AP Calculus BC 10.10 Alternating Series Error Bound - FRQs - Exam Style Questions

(a) Build the Maclaurin series from the recurrence
Use \(f^{(n+1)}(0)=-n\,f^{(n)}(0)\) with the base values \(f(0)=0,\ f'(0)=1\):
\(\displaystyle f”(0) = -1\cdot f'(0) = -1\) \(\displaystyle f^{(3)}(0) = -2\cdot f”(0) = 2\) \(\displaystyle f^{(4)}(0) = -3\cdot f^{(3)}(0) = -6\) Maclaurin: \(\displaystyle f(x)=\sum_{n=0}^{\infty}\frac{f^{(n)}(0)}{n!}x^{n}\). Thus, \[ f(x)=0+\frac{1}{1!}x+\frac{-1}{2!}x^{2}+\frac{2}{3!}x^{3}+\frac{-6}{4!}x^{4}+\cdots =\boxed{x-\frac{x^{2}}{2}+\frac{x^{3}}{3}-\frac{x^{4}}{4}+\cdots }. \] Pattern: \(\displaystyle \boxed{\text{general term }\, a_n(x)=(-1)^{\,n+1}\frac{x^{n}}{n}\quad (n\ge1)}.\)

(b) Behavior at \(x=1\)
At \(x=1\): \(\displaystyle \sum_{n=1}^{\infty}(-1)^{n+1}\frac{1}{n}\) — the alternating harmonic series. • Not absolutely convergent because \(\sum \frac{1}{n}\) diverges. • Alternating with decreasing terms \(\to 0\) ⇒ converges by the Alternating Series Test. \(\Rightarrow\) \(\boxed{\text{Converges conditionally at } x=1.}\)

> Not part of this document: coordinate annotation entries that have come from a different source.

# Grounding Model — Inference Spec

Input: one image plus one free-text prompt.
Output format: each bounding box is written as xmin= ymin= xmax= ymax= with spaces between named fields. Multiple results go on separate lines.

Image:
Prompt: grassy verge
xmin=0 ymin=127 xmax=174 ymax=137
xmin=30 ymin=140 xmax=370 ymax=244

(c) Series for \(g(x)=\displaystyle\int_{0}^{x}f(t)\,dt\)
Integrate the series term-by-term (valid for \(|x|<1\)): \[ g(x)=\int_{0}^{x}\!\left(t-\frac{t^{2}}{2}+\frac{t^{3}}{3}-\frac{t^{4}}{4}+\cdots\right)dt =\boxed{\frac{x^{2}}{2}-\frac{x^{3}}{6}+\frac{x^{4}}{12}-\frac{x^{5}}{20}+\cdots }. \] General term (integrate \( (-1)^{n+1}\frac{t^{n}}{n} \)): \[ \boxed{\text{general term }\, b_n(x)=(-1)^{\,n+1}\frac{x^{\,n+1}}{n(n+1)}\quad (n\ge1)}. \]

(d) Alternating error at \(x=\tfrac12\) for \(P_4\)
The degree–4 Taylor polynomial for \(g\) keeps terms through \(x^{4}\): \(P_4(x)=\dfrac{x^{2}}{2}-\dfrac{x^{3}}{6}+\dfrac{x^{4}}{12}\). The next omitted (first unused) term is the \(x^{5}\) term: \(\displaystyle \frac{x^{5}}{20}\) in magnitude. Alternating Series Error Bound: \[ \big|P_{4}(\tfrac12)-g(\tfrac12)\big| \le \left|\frac{(\tfrac12)^{5}}{20}\right| = \frac{1}{32\cdot 20} = \frac{1}{640} < \frac{1}{500}. \] Hence \(\boxed{\big|P_{4}(\tfrac12)-g(\tfrac12)\big|<\tfrac{1}{500}}\).